I let the powders slip slowly away until I was left with just a pinch between the forefinger and thumb of each hand. It probably wasn’t enough to do more than burn the hells out of my fingers, but if I could make it work without killing myself then maybe I could try the spell again with more. I hope you knew what you were talking about, Osia’phest. I coughed again and realised this was probably my only chance. I’d have to aim for the point where the door met the wall. Maybe if I hit it just right, there would be enough force to make it buckle. Of course, for all I knew, Ra’meth’s mages would be waiting for us. The hells with it. Let the squirrel cat deal with that problem.

I had one shot at this. One spell that I wasn’t complete rubbish at, using breath – the one form of magic I’d sparked and the only one my father hadn’t counter-banded. If I failed this time …

‘Kellen, if you’re just going to piss about …’

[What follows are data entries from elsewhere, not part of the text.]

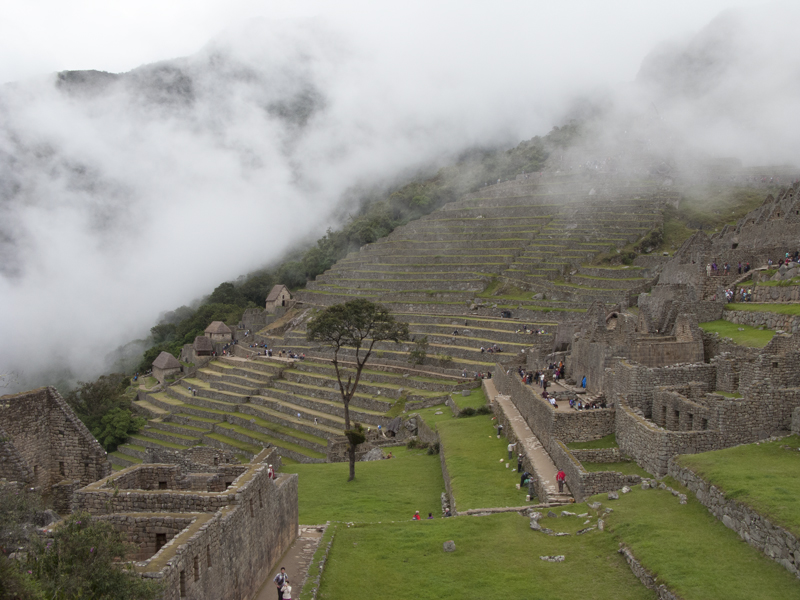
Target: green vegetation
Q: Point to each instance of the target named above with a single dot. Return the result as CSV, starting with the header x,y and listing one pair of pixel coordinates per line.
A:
x,y
420,352
780,309
383,491
475,400
105,408
473,457
496,557
357,324
84,558
744,335
764,476
609,441
690,551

I let out what breath was left in my lungs, said a brief prayer to my ancestors that, if I had to be reincarnated, I wouldn’t come back as a squirrel cat, and tossed the powders into the air in front of me. My hands formed the somatic shape for the spell: bottom two fingers of each one pressed into the palm, the sign of restraint; fore and middle fingers pointed straight out, the sign of flight; and thumbs pointing to the heavens, the sign of, well, somebody up there, help me, please.

The powders met and exploded in front of me – a split second of red and black fury that bulged out as if it were trying to reach up and grab my face. Then something – the spell, I guess – took hold of the fire and shot it straight out away from me. Please hit the edge of the door, I prayed.

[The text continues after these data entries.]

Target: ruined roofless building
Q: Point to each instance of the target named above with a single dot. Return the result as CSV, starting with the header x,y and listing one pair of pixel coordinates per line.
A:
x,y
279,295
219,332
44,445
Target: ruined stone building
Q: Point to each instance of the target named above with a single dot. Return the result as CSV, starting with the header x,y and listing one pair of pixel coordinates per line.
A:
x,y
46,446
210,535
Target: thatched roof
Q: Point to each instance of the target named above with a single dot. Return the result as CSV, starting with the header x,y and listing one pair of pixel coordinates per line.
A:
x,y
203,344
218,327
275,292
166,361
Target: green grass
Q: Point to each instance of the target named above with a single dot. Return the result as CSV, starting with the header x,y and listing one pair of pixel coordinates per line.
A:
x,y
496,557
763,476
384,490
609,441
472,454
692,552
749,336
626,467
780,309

Smoke and heat blew into my face and I stumbled backwards, losing my footing and experiencing a brief feeling of release – of floating – before I hit the ground. Don’t pass out, I told myself. Whatever you do, don’t

Something cool and furry was on my left cheek. It went away only to return again a second later. The pattern continued for a few brief moments until I opened my eyes. Two beady black eyes set back from a whiskered snout looked down at me. The squirrel cat was sitting on my chest tapping my face with his paw.

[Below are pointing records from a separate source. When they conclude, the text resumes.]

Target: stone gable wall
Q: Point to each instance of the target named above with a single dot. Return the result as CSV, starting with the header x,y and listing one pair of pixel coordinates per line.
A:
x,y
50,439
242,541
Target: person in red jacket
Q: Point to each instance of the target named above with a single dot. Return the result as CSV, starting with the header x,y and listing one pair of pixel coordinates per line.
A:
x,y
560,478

‘What the hells are you doing?’ I asked.

‘I’m slapping you. I’ve seen humans do this when one goes unconscious. Is it helping?’ He pulled his paw back again. ‘Should I use my claws?’

‘Stop it,’ I said, pushing him off my chest.

I tried to rise too quickly and things started to go black again. I took in a breath close to the floor and then pushed myself up more carefully. The smoke seemed less thick. ‘Did I hit the door?’ But if I had, wouldn’t Ra’meth’s men be in here already, sticking something sharp in my belly?

‘Not even close,’ Reichis said.

‘Damn it,’ I said, getting my feet under me and doing my best to shake off the effects of the blast. ‘I can try again … I can …’

‘Don’t bother,’ Reichis said.

I followed the line of his paw towards the other side of the barn. The fire was still raging around us and I could hear wooden beams beginning to crack. The smoke cleared just enough for me to see what I’d done. I’d missed the door by a good six feet. It didn’t matter. Where the wall had been there was now a huge gaping hole; slats of charred wood blown through and supports falling over. I took one teetering step towards what was left of the wall. Two bodies lay partially buried under the debris where Ra’meth’s mages had stood guard. I didn’t bother to check whether they’d survived. I assumed you needed a torso to live.

I heard something shambling behind me and a moment later felt Reichis’s paw on my leg. ‘Kellen?’

‘Yeah?’

‘I think maybe I’ve found something about you that I like.’

I stared at the wreckage, the bits of burning wood and red-hot metal. I’d never seen destruction like that. Even the thirstfire torch had been blasted to pieces. A breeze was rushing into the now three-sided barn, feeding the flames but giving me a taste of fresh air I’d never expected to breathe again.

I knelt down and carefully picked up the pouches of black and red powder, putting one in each pocket before I went to drag Shalla and Ferius out of the barn. ‘Yeah,’ I said. ‘I think I’ve found something about myself that I like too.’